The time-dependent OD of the different samples was monitored at 700 nm wavelength.

Transmission electron microscopy

To prepare the samples, each system was diluted by 60% DMSO/H₂O, drop cast on the TEM grid, and left for 120 s to allow the adsorption on the grid. The excess solution was then wicked off with a piece of filter paper. The contrast was achieved by staining with 1 wt % uranyl acetate solution, and after 60 s, the excess staining agent was removed by using filter paper. The samples were further dried for 8 h in vacuo at 4 °C before imaging and kept overnight under in vacuo. Images were recorded in JEOL JEM-2100F microscope.

Scanning electron microscopy

SEM measurements were recorded on a Carl Zeiss SUPRA 55VP instrument. The samples were prepared following a similar protocol to that for TEM except the addition of the staining agent, and they were cast on the silicon wafer.

Rheology measurement

The rheological experiments were carried out in an Anton Paar rheometer (MCR-102) equipped with parallel plates (PP08/PE). To realize the mechanical strength of all the systems, a frequency sweep experiment was done using the fixed strain at 0.1%. To obtain the viscoelastic region of the gel, an initial strain sweep experiment was performed using the different ranges of strain from 0.01 to 100% at a constant oscillatory frequency of 1 Hz. The mechanical property was monitored at a constant strain of 0.1% and constant frequency (1 Hz) at 25 °C at different time intervals.

High-performance liquid chromatography

Analytical HPLC was performed with Waters HPLC system equipped with 1525 binary pump and 2998 photodiode array detector by using XBridge C18 5 µm 4.6 × 250 mm analytical HPLC column. The flow rate was maintained at 1 mL/min with a gradient elution method by using 0.1% TFA ACN and 0.1% TFA water as the mobile phase. Samples were diluted with 50% ACN (0.1% TFA)/water (0.1% TFA) before each injection. To monitor the kinetics of the formation of B and the consumption of BC, chromatograms were extracted at 318 nm and 265 nm, respectively. Mesitylene was used as an internal standard.

pH measurement

The time-dependent pH of the systems containing A’ + BC and A* + BC was monitored by using Horiba Laqua twin pH 22 and Eutech Instruments pH 700.

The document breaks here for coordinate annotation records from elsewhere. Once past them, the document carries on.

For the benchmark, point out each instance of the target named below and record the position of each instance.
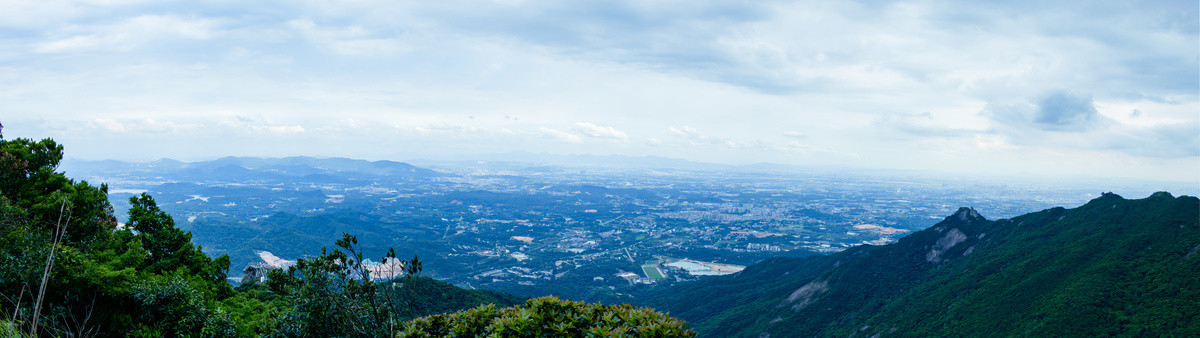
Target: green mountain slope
(1113, 266)
(432, 296)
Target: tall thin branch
(59, 230)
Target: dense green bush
(66, 269)
(549, 317)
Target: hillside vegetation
(1113, 266)
(67, 267)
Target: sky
(1098, 89)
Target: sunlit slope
(1110, 266)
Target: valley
(586, 233)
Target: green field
(653, 271)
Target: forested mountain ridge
(1113, 266)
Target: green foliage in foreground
(66, 269)
(549, 317)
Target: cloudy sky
(1098, 89)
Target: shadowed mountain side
(1107, 267)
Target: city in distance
(585, 228)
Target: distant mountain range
(1113, 266)
(256, 168)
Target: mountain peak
(966, 215)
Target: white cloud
(559, 134)
(353, 40)
(130, 32)
(594, 131)
(895, 83)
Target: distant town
(589, 233)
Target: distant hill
(1113, 266)
(256, 168)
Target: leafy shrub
(549, 317)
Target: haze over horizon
(1103, 89)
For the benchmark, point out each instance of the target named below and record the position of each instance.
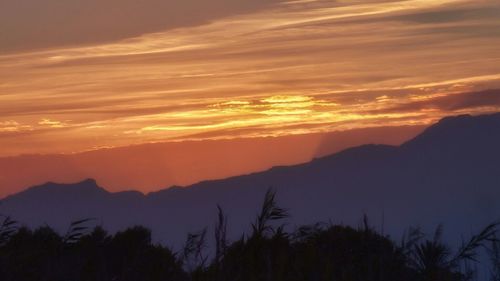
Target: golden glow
(292, 68)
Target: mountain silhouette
(448, 174)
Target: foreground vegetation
(317, 252)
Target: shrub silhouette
(316, 252)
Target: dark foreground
(318, 252)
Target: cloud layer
(287, 68)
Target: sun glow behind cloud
(297, 67)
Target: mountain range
(448, 174)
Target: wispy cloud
(293, 67)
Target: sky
(80, 76)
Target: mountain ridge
(411, 184)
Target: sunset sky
(81, 75)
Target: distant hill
(151, 166)
(448, 174)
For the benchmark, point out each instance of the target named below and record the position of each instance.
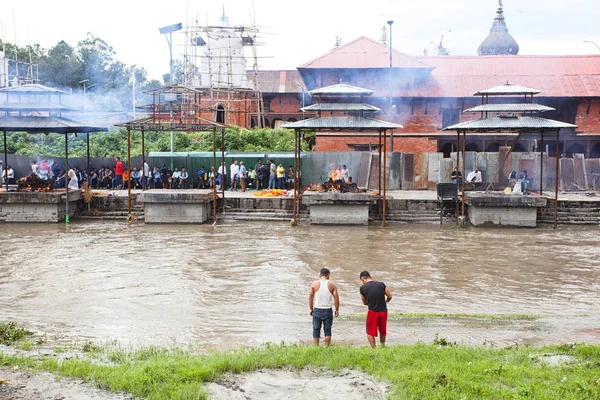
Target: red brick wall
(401, 144)
(588, 123)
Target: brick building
(430, 93)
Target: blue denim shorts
(322, 317)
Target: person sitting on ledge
(474, 177)
(456, 176)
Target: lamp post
(594, 43)
(133, 89)
(86, 87)
(390, 23)
(169, 29)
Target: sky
(293, 33)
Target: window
(450, 116)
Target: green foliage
(416, 371)
(114, 143)
(11, 332)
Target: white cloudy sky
(298, 31)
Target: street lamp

Fluorescence spectroscopy study

Fluorescence spectra for A’ + BC system were recorded by using an Agilent Cary Eclipse spectrofluorometer using a slit-width of 10 nm. 1,6-diphenyl-1,3,5-hexatriene (DPH) was added at the initial time of sample preparation and placed in a cell of 10 mm path length for time-dependent fluorescence measurement. The final concentration of the DPH was maintained at 10 µM. The samples were excited at 350 nm.

Fluorescence spectra for the A* + BC system were recorded by using BioTek Synergy H1 microplate reader using gain value 50. DPH was added at the initial time of sample preparation and placed in the black 96-well plate for time-dependent fluorescence measurement. The final concentration of the DPH was maintained at 20 µM. The samples were excited at 350 nm.

Confocal microscopy

The images were collected in Olympus Laser Scanning Confocal System Model FV3000 (part of the Atomic Force Microscope with Rheological Measurement and Confocal Imaging Unit Facility, supported by Swarnajayanti (SB/SJF/2020-21/08)).

The system containing A* + BC was diluted with 60% DMSO/Water, and Nile Red was added to the system, followed by incubation for 10 min. After that, the solution was drop casted over the glass slide and confocal images were recorded using the same instrument.

Experiments conducted with samples taken from a single vial (one system containing A* + BC)

A large volume of solution (5 ml) was initially prepared to conduct different experiments (UV, fluorescence, rheology, and pH) with the samples taken from a single system. In each experiment, a required amount of the aliquot was taken from the solution containing A* + BC, and data points were subsequently recorded. However, it is important to note here one out of four such systems showed coherence in the experimental data (UV, fluorescence, rheology and pH).